ΑΙhub.org
 

Natural language processing model for African languages


by
17 November 2021



share this:

africa
Researchers have developed an AI model to help computers work more efficiently with a wider variety of languages.

African languages have received relatively little attention from computer scientists, so few natural language processing capabilities have been available to large swaths of the continent. A new language model, developed by researchers at the University of Waterloo’s David R. Cheriton School of Computer Science, begins to fill that gap by enabling computers to analyze text in African languages for many useful tasks.

The new neural network model, which the researchers have dubbed AfriBERTa, uses deep-learning techniques to achieve state-of-the-art results for low-resource languages.

The neural network language model works specifically with 11 African languages, such as Amharic, Hausa, and Swahili, spoken collectively by more than 400 million people. It achieves competitive output quality despite learning from just one gigabyte of text, while other models require thousands of times more data.

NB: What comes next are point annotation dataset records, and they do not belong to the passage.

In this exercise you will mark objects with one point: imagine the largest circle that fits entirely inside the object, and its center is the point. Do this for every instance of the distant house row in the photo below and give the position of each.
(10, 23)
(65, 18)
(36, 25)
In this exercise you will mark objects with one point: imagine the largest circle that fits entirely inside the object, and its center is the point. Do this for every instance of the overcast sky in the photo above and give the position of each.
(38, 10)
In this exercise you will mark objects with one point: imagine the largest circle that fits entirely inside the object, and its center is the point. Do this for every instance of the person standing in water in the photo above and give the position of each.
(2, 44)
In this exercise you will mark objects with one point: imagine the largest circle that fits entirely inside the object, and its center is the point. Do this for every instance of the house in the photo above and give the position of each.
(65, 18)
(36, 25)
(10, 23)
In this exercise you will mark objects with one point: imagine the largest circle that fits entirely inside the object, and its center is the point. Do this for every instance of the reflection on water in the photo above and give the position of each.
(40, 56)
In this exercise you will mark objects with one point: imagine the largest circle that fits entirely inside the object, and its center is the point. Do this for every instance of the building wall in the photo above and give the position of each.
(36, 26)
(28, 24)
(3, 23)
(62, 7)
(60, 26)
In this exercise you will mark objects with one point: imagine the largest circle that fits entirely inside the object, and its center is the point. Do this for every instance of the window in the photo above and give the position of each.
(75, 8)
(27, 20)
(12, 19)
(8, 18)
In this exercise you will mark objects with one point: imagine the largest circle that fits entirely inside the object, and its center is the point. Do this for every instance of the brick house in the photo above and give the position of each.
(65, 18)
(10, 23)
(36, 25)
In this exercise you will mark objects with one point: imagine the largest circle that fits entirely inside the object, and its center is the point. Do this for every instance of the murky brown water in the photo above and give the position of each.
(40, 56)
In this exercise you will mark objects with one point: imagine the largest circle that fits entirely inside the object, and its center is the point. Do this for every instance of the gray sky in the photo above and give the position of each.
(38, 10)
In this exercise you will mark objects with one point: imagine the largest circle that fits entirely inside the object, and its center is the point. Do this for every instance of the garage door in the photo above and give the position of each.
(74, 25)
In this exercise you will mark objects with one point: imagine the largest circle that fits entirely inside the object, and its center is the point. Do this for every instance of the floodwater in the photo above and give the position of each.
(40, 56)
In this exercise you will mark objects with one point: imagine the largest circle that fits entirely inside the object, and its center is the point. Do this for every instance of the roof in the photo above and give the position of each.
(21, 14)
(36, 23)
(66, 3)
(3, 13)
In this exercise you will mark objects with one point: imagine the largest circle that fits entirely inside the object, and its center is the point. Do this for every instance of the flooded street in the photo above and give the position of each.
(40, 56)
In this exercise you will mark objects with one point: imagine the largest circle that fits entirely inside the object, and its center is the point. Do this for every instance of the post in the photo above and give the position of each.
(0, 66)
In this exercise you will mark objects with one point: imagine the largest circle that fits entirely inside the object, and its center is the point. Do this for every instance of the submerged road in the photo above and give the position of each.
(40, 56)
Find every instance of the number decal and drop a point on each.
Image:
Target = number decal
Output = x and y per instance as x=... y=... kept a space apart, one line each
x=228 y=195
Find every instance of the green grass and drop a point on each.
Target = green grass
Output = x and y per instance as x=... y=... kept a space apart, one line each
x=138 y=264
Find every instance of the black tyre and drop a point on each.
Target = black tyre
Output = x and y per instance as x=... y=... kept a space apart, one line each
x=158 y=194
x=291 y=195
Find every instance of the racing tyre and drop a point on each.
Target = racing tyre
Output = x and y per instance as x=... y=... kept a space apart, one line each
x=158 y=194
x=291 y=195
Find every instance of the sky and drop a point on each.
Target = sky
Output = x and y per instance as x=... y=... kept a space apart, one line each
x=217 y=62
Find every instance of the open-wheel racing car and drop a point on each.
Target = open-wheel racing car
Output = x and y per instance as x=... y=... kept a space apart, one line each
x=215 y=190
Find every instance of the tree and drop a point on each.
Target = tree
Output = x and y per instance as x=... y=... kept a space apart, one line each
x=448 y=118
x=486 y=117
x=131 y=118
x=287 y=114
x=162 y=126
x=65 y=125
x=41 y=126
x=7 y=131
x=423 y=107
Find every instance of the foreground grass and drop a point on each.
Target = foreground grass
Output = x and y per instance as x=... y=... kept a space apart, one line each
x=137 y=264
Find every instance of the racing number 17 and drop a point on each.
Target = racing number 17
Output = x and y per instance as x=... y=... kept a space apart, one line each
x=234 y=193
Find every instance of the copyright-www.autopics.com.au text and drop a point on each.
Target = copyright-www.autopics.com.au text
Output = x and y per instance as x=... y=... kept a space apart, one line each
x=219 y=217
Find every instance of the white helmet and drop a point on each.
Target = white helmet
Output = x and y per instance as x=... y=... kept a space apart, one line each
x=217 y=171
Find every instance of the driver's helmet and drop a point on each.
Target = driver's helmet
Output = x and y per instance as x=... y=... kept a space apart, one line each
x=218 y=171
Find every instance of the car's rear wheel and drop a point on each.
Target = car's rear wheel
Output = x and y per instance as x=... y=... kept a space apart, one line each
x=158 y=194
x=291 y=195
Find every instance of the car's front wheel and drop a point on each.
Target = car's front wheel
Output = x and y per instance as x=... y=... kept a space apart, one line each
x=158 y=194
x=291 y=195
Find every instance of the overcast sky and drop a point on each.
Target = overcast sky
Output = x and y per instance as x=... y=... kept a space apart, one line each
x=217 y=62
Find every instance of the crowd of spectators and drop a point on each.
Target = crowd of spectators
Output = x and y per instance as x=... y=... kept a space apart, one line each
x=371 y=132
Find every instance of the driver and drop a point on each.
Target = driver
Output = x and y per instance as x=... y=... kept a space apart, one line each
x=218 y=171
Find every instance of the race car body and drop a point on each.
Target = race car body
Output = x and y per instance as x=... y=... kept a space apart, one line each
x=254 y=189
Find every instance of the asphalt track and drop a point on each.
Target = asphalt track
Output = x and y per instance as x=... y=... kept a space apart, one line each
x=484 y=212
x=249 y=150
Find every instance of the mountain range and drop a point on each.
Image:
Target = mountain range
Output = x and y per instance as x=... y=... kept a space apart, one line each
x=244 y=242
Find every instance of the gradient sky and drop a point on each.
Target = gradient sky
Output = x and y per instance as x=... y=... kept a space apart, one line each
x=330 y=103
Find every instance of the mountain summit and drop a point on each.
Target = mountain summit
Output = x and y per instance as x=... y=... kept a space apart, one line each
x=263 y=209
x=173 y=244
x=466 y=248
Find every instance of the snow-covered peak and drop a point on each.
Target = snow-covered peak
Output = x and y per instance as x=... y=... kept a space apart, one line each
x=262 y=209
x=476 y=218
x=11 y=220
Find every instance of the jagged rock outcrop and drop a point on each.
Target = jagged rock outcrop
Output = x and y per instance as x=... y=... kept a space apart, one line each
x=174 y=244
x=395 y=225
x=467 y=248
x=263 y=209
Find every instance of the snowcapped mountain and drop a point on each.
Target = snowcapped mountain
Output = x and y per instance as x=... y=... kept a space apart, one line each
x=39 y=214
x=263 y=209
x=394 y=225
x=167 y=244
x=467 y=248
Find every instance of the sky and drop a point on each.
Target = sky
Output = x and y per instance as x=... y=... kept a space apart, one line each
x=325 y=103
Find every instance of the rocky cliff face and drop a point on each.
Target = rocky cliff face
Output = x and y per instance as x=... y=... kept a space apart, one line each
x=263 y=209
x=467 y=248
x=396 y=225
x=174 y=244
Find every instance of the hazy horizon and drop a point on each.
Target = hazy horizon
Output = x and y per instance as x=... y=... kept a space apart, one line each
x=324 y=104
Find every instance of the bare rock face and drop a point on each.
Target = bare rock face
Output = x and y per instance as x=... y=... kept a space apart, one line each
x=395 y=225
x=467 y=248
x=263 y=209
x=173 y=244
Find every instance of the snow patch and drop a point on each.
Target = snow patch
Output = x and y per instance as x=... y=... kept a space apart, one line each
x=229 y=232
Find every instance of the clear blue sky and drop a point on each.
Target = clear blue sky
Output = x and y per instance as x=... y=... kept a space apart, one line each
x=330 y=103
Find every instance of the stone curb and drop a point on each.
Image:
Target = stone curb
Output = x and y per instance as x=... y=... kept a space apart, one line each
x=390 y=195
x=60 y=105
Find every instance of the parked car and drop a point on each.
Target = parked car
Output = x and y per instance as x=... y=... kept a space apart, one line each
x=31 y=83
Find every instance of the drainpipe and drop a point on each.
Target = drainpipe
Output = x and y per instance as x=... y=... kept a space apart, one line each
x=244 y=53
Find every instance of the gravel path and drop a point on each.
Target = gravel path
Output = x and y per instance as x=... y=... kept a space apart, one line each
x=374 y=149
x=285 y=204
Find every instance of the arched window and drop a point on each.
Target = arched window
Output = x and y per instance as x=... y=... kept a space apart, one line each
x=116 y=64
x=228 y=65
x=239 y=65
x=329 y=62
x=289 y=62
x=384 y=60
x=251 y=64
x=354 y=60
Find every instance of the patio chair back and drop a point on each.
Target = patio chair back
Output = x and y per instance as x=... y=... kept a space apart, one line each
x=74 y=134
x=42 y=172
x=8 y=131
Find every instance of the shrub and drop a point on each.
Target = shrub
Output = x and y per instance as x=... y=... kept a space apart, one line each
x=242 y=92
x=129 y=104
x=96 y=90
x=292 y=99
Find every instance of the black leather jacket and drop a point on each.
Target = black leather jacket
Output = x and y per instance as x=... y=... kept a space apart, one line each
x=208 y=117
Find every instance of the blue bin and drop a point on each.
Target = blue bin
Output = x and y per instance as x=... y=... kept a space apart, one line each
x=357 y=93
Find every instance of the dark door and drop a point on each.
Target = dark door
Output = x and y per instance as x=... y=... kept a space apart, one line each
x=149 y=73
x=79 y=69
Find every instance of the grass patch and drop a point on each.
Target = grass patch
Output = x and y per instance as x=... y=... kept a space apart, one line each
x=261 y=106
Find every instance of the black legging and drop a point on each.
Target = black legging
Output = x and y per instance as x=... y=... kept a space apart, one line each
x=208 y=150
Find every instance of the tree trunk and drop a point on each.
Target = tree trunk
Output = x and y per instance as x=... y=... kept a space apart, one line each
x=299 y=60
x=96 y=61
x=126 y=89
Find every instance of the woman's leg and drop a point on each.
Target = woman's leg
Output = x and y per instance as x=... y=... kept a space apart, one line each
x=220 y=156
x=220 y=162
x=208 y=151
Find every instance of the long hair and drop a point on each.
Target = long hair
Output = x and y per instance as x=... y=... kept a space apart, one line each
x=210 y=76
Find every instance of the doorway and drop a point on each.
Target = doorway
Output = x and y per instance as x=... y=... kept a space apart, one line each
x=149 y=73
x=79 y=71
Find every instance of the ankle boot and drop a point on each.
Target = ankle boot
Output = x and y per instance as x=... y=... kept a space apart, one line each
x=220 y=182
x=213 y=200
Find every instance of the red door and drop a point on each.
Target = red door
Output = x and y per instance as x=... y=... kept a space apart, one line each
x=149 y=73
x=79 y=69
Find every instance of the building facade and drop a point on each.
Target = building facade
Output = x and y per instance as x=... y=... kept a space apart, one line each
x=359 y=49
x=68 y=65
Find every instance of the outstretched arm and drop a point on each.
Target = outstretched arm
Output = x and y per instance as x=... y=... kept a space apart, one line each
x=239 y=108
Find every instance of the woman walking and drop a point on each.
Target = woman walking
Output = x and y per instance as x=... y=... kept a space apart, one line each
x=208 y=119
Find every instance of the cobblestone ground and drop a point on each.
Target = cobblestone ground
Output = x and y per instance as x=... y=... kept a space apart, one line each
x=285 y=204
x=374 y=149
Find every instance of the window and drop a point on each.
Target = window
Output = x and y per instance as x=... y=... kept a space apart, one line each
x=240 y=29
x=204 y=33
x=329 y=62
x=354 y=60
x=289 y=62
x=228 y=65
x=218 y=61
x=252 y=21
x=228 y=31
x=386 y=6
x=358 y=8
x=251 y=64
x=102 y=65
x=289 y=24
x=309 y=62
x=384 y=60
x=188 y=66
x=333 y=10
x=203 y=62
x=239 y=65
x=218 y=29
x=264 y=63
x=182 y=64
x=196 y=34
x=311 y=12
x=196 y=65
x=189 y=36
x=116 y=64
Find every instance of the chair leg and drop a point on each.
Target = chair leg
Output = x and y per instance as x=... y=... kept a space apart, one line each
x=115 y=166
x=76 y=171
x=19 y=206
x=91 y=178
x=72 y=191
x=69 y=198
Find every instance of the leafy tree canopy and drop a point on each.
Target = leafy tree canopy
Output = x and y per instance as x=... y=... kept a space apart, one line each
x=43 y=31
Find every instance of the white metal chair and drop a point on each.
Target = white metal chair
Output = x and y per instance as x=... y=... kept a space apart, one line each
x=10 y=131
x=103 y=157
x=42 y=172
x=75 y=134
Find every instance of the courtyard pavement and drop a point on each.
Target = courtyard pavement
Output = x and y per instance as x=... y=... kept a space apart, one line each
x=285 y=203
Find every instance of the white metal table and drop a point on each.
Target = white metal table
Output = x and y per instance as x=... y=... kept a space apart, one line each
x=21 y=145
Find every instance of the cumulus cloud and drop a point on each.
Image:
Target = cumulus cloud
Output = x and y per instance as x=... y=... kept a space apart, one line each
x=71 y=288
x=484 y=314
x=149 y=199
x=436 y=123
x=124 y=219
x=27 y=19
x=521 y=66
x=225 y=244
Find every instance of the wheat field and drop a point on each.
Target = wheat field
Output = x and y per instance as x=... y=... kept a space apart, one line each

“Pretrained language models have transformed the way computers process and analyze textual data for tasks ranging from machine translation to question answering,” said Kelechi Ogueji, a master’s student in computer science at Waterloo. “Sadly, African languages have received little attention from the research community.”

“One of the challenges is that neural networks are bewilderingly text- and computer-intensive to build. And unlike English, which has enormous quantities of available text, most of the 7,000 or so languages spoken worldwide can be characterized as low-resource, in that there is a lack of data available to feed data-hungry neural networks.”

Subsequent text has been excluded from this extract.